Yet, if there were such thing as a perfect group of friends, we still would not be completely satisfied. That is because community is not a good itself. In his letter to Roman Christians, the apostle Paul discusses the virtue of community – living in harmony with one another – as a part of worship and personal sacrifice. (Romans 12:1,16) If God truly is the ultimate good in our life, then any other good, including community, is only good insofar as it is ordered to our enjoyment of God. While community can be a source of joy, peace and fulfillment, those should not be our motivations for entering into community. Our yearning should be for God. And again, because the perfect group of friends, nor the perfect church, does not exist on this side of heaven, the only forms of community available to us include fellow sinners. Thus, such groups will always be fraught with personal risk. As the ancient Stoic philosopher Cicero observed,
No treachery is more insidious than that which is hidden under a pretense of loyalty, or under the name of kinship.
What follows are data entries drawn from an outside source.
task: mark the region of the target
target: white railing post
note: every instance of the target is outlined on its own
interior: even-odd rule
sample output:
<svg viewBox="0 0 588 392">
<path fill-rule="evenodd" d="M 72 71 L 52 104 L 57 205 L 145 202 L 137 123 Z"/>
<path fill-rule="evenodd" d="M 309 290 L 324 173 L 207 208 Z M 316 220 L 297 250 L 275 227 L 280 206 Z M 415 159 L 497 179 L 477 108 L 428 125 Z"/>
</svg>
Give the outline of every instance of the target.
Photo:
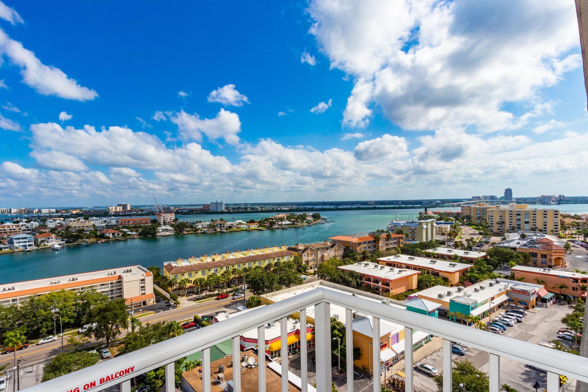
<svg viewBox="0 0 588 392">
<path fill-rule="evenodd" d="M 330 304 L 322 301 L 315 305 L 315 337 L 316 358 L 316 390 L 330 391 L 331 376 Z"/>
<path fill-rule="evenodd" d="M 443 392 L 452 392 L 453 388 L 451 346 L 450 340 L 443 340 Z"/>
<path fill-rule="evenodd" d="M 490 355 L 489 392 L 499 392 L 500 390 L 500 357 L 494 354 Z"/>
<path fill-rule="evenodd" d="M 258 327 L 258 376 L 259 392 L 265 392 L 265 325 Z M 209 391 L 208 391 L 209 392 Z"/>
<path fill-rule="evenodd" d="M 559 374 L 553 371 L 547 372 L 547 392 L 559 391 Z"/>
<path fill-rule="evenodd" d="M 372 319 L 372 373 L 373 392 L 382 392 L 382 367 L 380 366 L 380 319 Z"/>
<path fill-rule="evenodd" d="M 131 392 L 131 380 L 121 383 L 121 392 Z"/>
<path fill-rule="evenodd" d="M 280 360 L 282 361 L 282 392 L 288 392 L 288 318 L 280 319 Z"/>
<path fill-rule="evenodd" d="M 172 362 L 165 366 L 165 392 L 176 390 L 175 364 Z"/>
<path fill-rule="evenodd" d="M 233 392 L 241 392 L 241 337 L 233 338 Z"/>
<path fill-rule="evenodd" d="M 202 392 L 211 392 L 211 349 L 202 350 Z M 226 370 L 225 370 L 226 371 Z"/>
<path fill-rule="evenodd" d="M 353 311 L 345 309 L 345 350 L 347 350 L 347 392 L 353 392 Z"/>
<path fill-rule="evenodd" d="M 406 342 L 408 342 L 407 344 Z M 405 327 L 405 391 L 412 392 L 413 387 L 413 368 L 412 356 L 412 328 Z"/>
<path fill-rule="evenodd" d="M 306 340 L 307 329 L 306 309 L 305 308 L 300 311 L 300 381 L 302 392 L 307 392 L 308 389 L 308 340 Z"/>
</svg>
For against an open adversary you could be on your guard and thus easily avoid him; but this hidden evil, within the house and family, not only arises before you are aware but even overwhelms you before you can catch sight of it and investigate it. (In Verrem, 2.1.13)
Those closest to us have the ability to hurt us the most. For all the potential for good we may find in community, there also exists potential for harm. Because vulnerability is a requisite part of being a member of a community we naturally open ourselves up to much more pain than if we try to maintain a life of solitude. We are never free from the possibility of pain when we are part of a community. In fact, when we are part of a community we are potentially more likely to be let down, to feel taken advantage of, or inadequately appreciated.
When we find hurt in a group of friends or a church family it can be tempting to jump ship, to find a new group of friends, or a new church, or even to move to a new town. This is why the Bible calls us to unity so often. While community is good, it is also difficult. Consider what the apostle John tells us about community. In his gospel he reports that Jesus told the disciples, “love one another. As I have loved you, so you must love one another.” (John 13:34) However, we learn later from his first epistle that our injunction to love others is not just because other humans are made in the image of God and therefore inherently valuable and deserving of dignity. Rather, John tells us, “if we walk in the light, as he is in the light, we have fellowship with one another, and the blood of Jesus his Son cleanses us from all sin. (1 John 1:17) God uses community to purify us so that we may know him and enjoy him better, and being purified is by nature uncomfortable. The Old Testament prophet Malachi likened God’s purifying work in our lives to a refiner’s purification of silver and gold, which involves exposure to intense heat in order to clear out all the impurities. (Malachi 3:3) When we are in a Christ-centered, loving community God will it them to purify us. There we can expect to find a confluence of joy, sadness, pain, pleasure, victories, losses, edification, feelings of inclusion, and feelings of being let down. However, we also have confidence that God is using this imperfect, uncomfortable, and at times painful, community to form us into the types of people that know and enjoy God. My church was not wrong in wanting to include the word community in their new name, but perhaps it would have been more truthful to describe the church as a place where God will purify us through a sometimes painfully imperfect community.